Francois Legault (CAQ), the province's premiere-designate. Mathieu Belanger/Reuters/Newscom
To the surprise and chagrin of multicultural Canada, it turns out that Quebec separatism, long thought a dead movement, was actually in hibernation. The Coalition Avenir Quebec (CAQ) won a majority government, ousting the immigrant-friendly centrists and trouncing the establishment separatists. The victory marks the first time since 1966 that the province won't be governed by either the left-leaning Liberals or the social democratic separatist Parti Québécois.
The CAQ is only seven years old but its agenda should have a familiar ring to Americans. The party combines populism and center-right economic policy prescriptions with a brand of hardline ethnic nationalism that would make Stephen Miller blush. Premiere-designate Francois Legault aims to cut immigration by 20 percent, strengthen the province's existing ban on face covering, and expel newcomers who fail a test of French literacy and "Quebecois values."

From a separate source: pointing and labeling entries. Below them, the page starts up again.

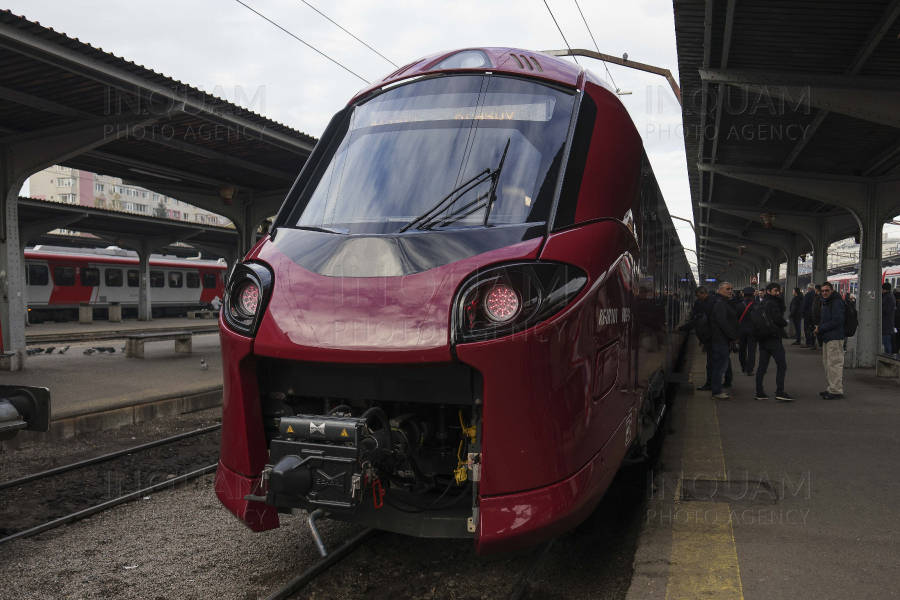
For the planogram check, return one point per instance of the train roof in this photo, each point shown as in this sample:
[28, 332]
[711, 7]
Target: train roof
[515, 61]
[116, 254]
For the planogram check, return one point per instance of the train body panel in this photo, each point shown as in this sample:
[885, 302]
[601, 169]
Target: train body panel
[487, 359]
[64, 280]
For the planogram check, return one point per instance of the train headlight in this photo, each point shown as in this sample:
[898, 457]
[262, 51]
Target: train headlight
[501, 303]
[246, 297]
[498, 301]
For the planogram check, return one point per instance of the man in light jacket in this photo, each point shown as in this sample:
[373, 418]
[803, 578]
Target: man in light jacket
[830, 332]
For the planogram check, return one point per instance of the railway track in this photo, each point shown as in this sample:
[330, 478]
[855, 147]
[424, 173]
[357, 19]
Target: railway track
[90, 487]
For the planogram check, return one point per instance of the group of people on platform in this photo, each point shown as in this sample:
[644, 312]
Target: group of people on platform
[752, 322]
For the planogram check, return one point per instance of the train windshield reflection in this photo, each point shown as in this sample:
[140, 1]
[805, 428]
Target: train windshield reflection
[405, 149]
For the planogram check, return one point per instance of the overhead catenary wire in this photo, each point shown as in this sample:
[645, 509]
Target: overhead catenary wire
[560, 31]
[300, 40]
[350, 34]
[595, 45]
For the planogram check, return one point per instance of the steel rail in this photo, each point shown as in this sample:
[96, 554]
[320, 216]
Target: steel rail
[106, 505]
[320, 567]
[106, 457]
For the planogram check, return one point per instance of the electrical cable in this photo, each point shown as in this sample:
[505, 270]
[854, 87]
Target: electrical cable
[350, 34]
[560, 31]
[299, 40]
[596, 46]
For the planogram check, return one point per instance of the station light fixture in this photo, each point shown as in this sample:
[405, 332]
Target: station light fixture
[227, 191]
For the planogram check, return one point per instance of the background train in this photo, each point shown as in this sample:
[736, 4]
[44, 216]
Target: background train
[849, 282]
[462, 320]
[59, 279]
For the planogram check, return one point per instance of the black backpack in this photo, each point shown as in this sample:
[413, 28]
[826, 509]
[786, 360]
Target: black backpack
[761, 322]
[851, 319]
[704, 329]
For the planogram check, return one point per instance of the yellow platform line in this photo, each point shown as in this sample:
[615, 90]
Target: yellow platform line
[703, 562]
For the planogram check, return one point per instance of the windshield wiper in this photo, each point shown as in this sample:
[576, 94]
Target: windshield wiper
[468, 185]
[322, 229]
[429, 218]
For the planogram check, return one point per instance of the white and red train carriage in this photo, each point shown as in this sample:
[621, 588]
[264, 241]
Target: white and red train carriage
[59, 280]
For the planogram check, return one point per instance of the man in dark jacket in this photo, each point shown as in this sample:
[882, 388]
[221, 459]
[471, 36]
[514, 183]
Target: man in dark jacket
[701, 308]
[795, 313]
[817, 313]
[888, 308]
[725, 332]
[831, 333]
[770, 345]
[748, 342]
[806, 313]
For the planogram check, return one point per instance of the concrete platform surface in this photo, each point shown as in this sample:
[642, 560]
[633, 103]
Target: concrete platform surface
[39, 334]
[764, 499]
[81, 384]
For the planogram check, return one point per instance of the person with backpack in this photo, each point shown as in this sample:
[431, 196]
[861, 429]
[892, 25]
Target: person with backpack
[795, 312]
[838, 321]
[888, 309]
[806, 312]
[817, 314]
[748, 342]
[724, 331]
[897, 321]
[767, 320]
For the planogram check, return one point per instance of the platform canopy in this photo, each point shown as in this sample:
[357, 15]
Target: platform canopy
[792, 131]
[66, 102]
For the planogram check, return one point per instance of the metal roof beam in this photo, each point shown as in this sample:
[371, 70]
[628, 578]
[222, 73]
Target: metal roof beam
[876, 100]
[61, 109]
[75, 62]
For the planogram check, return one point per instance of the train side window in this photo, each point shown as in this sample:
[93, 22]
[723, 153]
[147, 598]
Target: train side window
[37, 275]
[64, 276]
[113, 277]
[90, 277]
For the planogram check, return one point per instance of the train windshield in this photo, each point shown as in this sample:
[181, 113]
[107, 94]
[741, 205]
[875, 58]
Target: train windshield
[462, 140]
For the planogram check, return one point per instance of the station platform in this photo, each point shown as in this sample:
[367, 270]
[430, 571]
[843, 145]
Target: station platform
[764, 499]
[102, 390]
[74, 331]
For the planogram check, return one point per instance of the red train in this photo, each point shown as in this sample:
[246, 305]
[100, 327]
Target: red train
[59, 279]
[462, 319]
[849, 282]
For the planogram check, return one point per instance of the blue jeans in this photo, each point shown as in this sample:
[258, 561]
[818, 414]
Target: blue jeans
[771, 348]
[720, 362]
[797, 328]
[808, 328]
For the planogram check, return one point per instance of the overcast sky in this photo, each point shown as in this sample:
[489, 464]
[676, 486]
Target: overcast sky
[221, 47]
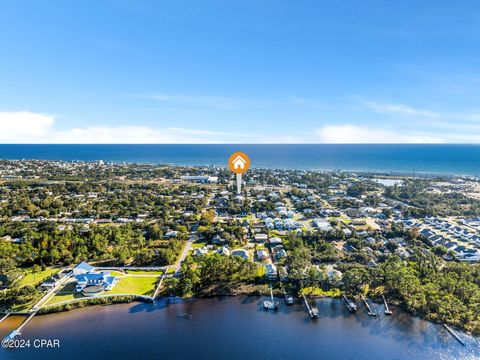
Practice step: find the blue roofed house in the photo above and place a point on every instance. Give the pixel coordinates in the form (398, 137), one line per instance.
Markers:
(82, 268)
(102, 279)
(86, 277)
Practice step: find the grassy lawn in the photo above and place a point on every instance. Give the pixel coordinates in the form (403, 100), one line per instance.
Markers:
(142, 272)
(24, 307)
(134, 285)
(116, 273)
(64, 294)
(261, 271)
(34, 279)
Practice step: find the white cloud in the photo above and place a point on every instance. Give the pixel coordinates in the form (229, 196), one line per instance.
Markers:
(27, 127)
(353, 134)
(398, 109)
(23, 125)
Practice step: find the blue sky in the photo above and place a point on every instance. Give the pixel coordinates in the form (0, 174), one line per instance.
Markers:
(239, 71)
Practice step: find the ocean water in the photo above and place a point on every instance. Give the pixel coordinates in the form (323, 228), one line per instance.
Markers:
(238, 328)
(435, 159)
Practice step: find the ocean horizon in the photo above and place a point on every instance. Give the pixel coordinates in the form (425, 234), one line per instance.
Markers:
(447, 159)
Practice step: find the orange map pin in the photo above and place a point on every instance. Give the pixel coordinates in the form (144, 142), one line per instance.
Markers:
(239, 163)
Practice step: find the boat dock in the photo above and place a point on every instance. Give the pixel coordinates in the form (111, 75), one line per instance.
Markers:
(288, 299)
(387, 310)
(351, 306)
(4, 317)
(17, 331)
(454, 334)
(367, 305)
(312, 311)
(271, 304)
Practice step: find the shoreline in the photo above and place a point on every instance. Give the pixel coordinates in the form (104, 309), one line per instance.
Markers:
(372, 172)
(117, 300)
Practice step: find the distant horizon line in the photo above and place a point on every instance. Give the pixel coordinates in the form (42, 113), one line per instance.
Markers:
(236, 144)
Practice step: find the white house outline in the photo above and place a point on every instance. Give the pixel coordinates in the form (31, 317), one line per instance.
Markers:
(239, 163)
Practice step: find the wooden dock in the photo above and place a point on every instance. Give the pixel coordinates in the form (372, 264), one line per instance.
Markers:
(18, 331)
(157, 289)
(387, 310)
(351, 306)
(312, 311)
(367, 305)
(4, 317)
(454, 334)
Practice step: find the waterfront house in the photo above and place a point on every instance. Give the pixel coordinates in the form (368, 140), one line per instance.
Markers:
(262, 255)
(271, 272)
(82, 268)
(102, 279)
(241, 252)
(275, 241)
(53, 281)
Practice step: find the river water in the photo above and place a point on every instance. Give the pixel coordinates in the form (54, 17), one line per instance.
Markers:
(236, 328)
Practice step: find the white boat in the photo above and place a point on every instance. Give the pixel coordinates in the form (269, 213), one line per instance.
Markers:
(271, 304)
(289, 300)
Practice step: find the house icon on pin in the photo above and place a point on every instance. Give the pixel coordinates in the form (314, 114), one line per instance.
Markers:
(239, 163)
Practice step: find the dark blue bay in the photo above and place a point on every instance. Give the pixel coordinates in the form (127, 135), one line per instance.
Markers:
(440, 159)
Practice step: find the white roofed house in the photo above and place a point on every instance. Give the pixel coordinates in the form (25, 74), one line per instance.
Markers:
(244, 254)
(275, 241)
(82, 268)
(262, 255)
(271, 272)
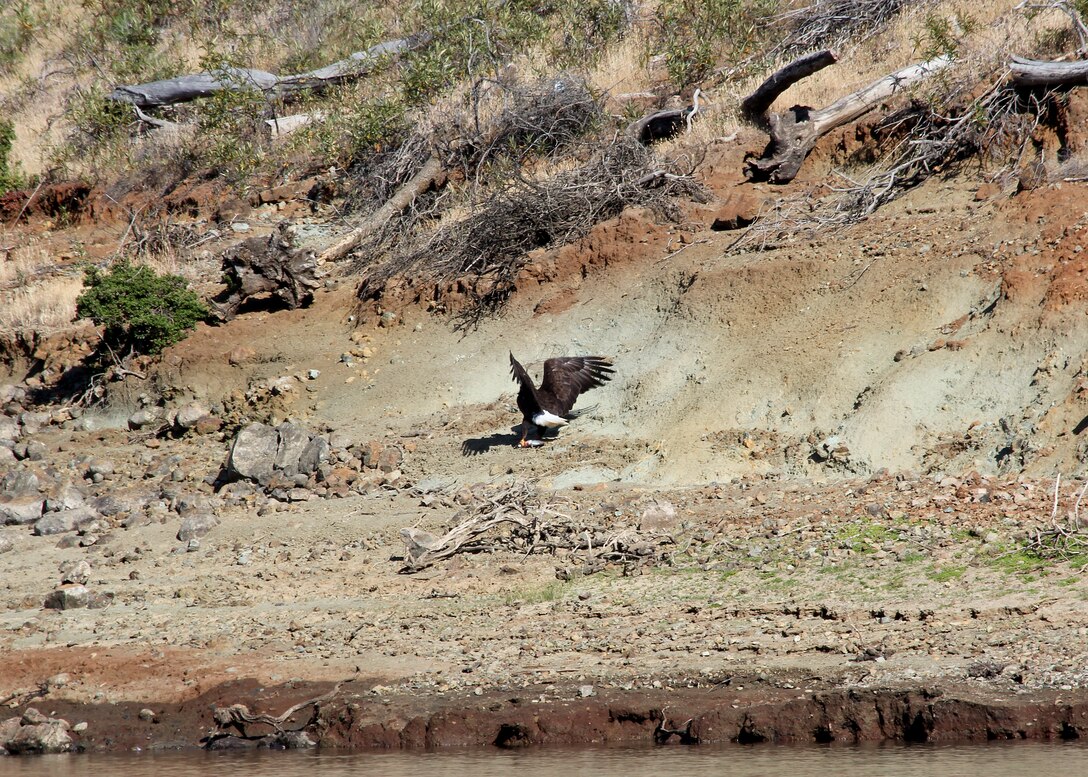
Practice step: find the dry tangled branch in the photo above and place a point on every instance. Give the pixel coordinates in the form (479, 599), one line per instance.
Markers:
(503, 122)
(926, 138)
(490, 245)
(532, 522)
(507, 120)
(831, 23)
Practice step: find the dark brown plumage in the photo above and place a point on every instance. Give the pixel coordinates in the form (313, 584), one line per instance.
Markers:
(551, 405)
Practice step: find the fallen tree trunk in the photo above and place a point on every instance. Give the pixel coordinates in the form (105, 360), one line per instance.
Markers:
(794, 133)
(402, 198)
(267, 267)
(186, 88)
(1027, 72)
(755, 106)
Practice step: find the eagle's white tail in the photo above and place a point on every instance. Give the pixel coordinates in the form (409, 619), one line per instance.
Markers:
(548, 419)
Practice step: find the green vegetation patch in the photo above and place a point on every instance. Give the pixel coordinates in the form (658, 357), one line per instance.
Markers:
(143, 312)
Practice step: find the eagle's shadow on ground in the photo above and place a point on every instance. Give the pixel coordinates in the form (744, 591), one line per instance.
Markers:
(474, 446)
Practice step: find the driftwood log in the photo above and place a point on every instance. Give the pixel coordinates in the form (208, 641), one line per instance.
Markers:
(186, 88)
(422, 181)
(269, 268)
(235, 720)
(1027, 72)
(794, 133)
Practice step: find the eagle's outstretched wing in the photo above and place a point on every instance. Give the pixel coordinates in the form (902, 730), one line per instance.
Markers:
(567, 377)
(527, 395)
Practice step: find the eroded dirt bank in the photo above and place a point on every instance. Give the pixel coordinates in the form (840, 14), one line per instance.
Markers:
(740, 710)
(820, 473)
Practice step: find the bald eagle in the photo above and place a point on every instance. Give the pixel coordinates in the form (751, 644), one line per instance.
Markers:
(551, 405)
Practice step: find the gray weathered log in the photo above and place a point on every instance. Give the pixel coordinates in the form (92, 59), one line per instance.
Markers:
(185, 88)
(1027, 72)
(755, 106)
(404, 197)
(794, 133)
(267, 267)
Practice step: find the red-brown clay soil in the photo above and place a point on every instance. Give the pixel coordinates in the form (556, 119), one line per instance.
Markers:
(837, 443)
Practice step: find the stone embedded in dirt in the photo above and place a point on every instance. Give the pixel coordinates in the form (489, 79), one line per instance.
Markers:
(196, 525)
(737, 211)
(144, 417)
(390, 458)
(370, 453)
(54, 523)
(9, 429)
(294, 438)
(34, 734)
(21, 482)
(103, 467)
(252, 453)
(64, 496)
(240, 355)
(659, 516)
(69, 596)
(77, 571)
(189, 415)
(111, 505)
(22, 510)
(313, 456)
(33, 421)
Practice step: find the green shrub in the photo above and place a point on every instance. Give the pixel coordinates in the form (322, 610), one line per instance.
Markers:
(11, 176)
(696, 34)
(143, 312)
(19, 26)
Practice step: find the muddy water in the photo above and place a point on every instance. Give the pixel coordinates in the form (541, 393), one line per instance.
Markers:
(1013, 760)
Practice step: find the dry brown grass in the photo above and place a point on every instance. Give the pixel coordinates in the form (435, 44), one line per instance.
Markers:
(42, 306)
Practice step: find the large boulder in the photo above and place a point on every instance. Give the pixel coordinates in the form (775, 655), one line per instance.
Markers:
(196, 525)
(22, 509)
(314, 455)
(20, 482)
(254, 452)
(35, 734)
(294, 439)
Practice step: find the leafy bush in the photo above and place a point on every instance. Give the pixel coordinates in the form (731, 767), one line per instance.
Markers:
(11, 177)
(19, 26)
(697, 33)
(143, 312)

Why is this happening in Canada? Wasn't Canada supposed to be a gentle haven of multiculturalism with a bilingual, bhangra-dancing prime minister, that opened its borders to 55,000 Syrian war refugees and a steady stream of American exiles self-deporting from Trump's America?
The temptation to see Trump as a bellwether for La belle province should be resisted. Nor can we blame Canada for Quebec's nationalistic turn. Though it's known as the Great White North, Canadians overall have maintained positive attitudes towards immigrants of every hue and shade for the last 20 years, even as the numbers of foreign born have swelled to over 20 percent of the population.
No, the forces bringing the caquistes to power in Quebec City are home grown and they've been a long time in the making. Hostility toward immigrants is deeply embedded in Quebec's separatist political culture, predating Trump's candidacy by decades, traceable to the failed 1995 referendum on Quebec independence.
The separatists lost that contest, which would've redrawn the map of North America, by the agonizingly close vote of 50.58 percent to 49.42 percent. When the final results were tallied, and it became clear to all that Canada would not break apart, Quebec's separatist Premier (and Captain Kangaroo lookalike) Jacques Parizeau infamously pointed the finger at immigrants for shattering the dream of an independent, French-speaking nation.
"It's true, it's true we were beaten, basically, by what? By money and ethnic votes, essentially," ("C'est vrai qu'on a été battus, au fond, par quoi? Par l'argent puis des votes ethniques, essentiellement") said a belligerent Parizeau, going off script, to an audience of his howling supporters at the Palais des Congress in Montreal.
Many understood "money" as a rhetorical jab at Montreal's Jewish community. As a culturally distinct minority of English-speaking Canadians, Jewish Quebeckers overwhelmingly opposed nationhood. The premiere's raw remark so succinctly summed up the post-referendum resentment that it's still periodically revived, 23 years later, whenever Canadian pundits wish to remind readers how ugly nationalist politics can be.
Ugly though it was, Monsieur Parizeau had a point. Immigrants who've chosen Canada as their home have never been persuaded to abandon it. And while most of Quebec's immigrants are native French speakers, few take interest in the acrimonious language wars that animate the separatist cause. With the 1995 referendum decided by a single percentage point, immigrants are arguably the reason why Quebec remains a Canadian province today.
Separatists didn't always see immigrants as an obstacle to nationhood. Gérard Godin, a poet-politician, and the first immigration minister of the Parti Québécois, argued in the early 1980s that foreign-born citizens were essential to the project of francophone sovereignty. Immigrants, he hoped, would be welcomed on their arrival in the province; in time, they would come to self-identify as Québécois and then they would vote for independence.
Godin's 1983 ode to immigrants, "Tango de Montréal," is written in brick outside of Montreal's Mont Royal metro station.
Seven thirty in the morning in the Montreal metro it's full of immigrants they get up early in that worldso if the old heart of the city is still beating it's thanks to them.